Home sales rise


Sales of Existing U.S. Homes Rise to Second-Highest Since 2007

Sales of previously owned U.S. homes unexpectedly rose in January to the second-highest pace since early 2007, indicating the industry will keep prospering.

The January sales pace was the second-strongest since February 2007.

Compared with a year earlier, purchases increased 7.5 percent in January before adjusting for seasonal variations.

Supply of Homes

Prices have been driven higher because of a lean supply of available houses. The number of previously owned homes for sale fell 2.2 percent from January 2015, to 1.82 million.

At the current sales pace, it would take 4 months to sell those houses, compared with 3.9 months at the end of the prior month. Less than a five months’ supply is considered a tight market, the Realtors group has said.

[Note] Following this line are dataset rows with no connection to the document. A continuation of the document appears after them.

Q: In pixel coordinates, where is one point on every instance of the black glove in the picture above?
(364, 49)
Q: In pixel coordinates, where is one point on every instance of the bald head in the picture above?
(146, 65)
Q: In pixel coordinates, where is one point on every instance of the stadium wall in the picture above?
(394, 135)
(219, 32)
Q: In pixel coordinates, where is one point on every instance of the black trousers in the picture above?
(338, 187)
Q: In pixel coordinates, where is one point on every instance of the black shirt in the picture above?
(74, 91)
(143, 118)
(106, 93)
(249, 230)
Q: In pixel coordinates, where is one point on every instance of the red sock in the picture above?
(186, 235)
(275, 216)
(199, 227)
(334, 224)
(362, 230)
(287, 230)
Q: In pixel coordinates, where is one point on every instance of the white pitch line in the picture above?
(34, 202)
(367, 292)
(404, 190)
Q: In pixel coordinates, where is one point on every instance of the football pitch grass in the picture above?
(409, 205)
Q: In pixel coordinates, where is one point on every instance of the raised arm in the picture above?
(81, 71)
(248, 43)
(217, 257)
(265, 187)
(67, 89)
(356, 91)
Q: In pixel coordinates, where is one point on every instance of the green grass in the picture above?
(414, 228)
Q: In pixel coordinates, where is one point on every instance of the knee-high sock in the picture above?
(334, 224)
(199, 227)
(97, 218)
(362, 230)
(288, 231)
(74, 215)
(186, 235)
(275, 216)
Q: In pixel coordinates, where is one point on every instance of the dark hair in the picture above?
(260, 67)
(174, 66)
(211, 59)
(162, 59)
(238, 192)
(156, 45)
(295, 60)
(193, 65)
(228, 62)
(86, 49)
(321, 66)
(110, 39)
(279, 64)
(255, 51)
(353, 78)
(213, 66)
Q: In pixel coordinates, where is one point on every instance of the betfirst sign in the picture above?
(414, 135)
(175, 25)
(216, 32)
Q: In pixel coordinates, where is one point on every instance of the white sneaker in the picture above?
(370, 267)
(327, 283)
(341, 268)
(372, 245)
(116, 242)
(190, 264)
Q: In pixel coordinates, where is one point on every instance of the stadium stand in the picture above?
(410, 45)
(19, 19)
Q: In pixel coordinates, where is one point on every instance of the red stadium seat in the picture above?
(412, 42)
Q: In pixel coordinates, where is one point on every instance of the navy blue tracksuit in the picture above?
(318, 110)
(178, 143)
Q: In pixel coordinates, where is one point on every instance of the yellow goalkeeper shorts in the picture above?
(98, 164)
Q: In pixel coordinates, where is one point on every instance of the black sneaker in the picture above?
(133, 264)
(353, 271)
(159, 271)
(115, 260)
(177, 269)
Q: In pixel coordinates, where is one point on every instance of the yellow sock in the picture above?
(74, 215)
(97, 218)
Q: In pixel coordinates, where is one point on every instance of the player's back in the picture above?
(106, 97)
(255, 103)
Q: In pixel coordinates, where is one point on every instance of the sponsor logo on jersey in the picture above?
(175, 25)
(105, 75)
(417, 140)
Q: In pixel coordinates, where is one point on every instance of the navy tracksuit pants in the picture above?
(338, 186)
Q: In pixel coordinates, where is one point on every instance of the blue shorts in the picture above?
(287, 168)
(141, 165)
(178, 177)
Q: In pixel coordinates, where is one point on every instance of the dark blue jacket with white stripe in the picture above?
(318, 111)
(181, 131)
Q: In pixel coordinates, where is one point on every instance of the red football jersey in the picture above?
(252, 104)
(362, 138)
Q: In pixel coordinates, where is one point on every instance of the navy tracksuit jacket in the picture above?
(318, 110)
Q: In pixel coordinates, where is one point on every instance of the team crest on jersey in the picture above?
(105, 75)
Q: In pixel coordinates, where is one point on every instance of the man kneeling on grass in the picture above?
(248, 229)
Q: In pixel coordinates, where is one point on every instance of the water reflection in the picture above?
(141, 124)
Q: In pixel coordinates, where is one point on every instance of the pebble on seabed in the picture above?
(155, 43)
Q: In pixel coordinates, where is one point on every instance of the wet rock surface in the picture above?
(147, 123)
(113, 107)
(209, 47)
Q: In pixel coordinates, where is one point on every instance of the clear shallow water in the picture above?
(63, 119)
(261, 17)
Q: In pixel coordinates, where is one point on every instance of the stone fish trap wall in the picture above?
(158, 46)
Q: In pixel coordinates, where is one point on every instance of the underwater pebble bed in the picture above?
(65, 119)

“It remains to be seen whether we get sufficient inventory increases or whether the market will be choked by a lack of supply,” Lawrence Yun, NAR’s chief economist, told reporters as the figures were released. “We can’t stimulate more housing demand, we need to stimulate housing supply. Prices are rising way too fast.”

First-time Buyers

First-time buyers accounted for 32 percent of all purchases, up from 28 percent in January 2015 and matching the December share that was the highest since July 2012, the NAR said.

The number of properties available has remained fairly lean and a Commerce Department report last week showing a drop in new construction starts offered little hope for an immediate rebound in construction.

Home Construction

Residential starts decreased 3.8 percent to a three-month low 1.1 million annualized rate.

Budding wage growth and unemployment at an eight-year low of 4.9 percent in January are conducive to more home sales. Hourly earnings rose more than estimated last month after climbing in the year to December by the most since July 2009.

There seems to be a supply problem in the housing market. I think this news bodes well for LGIH.



Thanks Kevin, that’s a very useful post.



Thanks, Kevin. Just so people don’t get carried away, in real estate it’s about location, location, location. National sales figures don’t mean much. An investor will want to look at the local markets. For LGIH, look at the local market (down to the specific neighborhood or development) in which LGIH sells.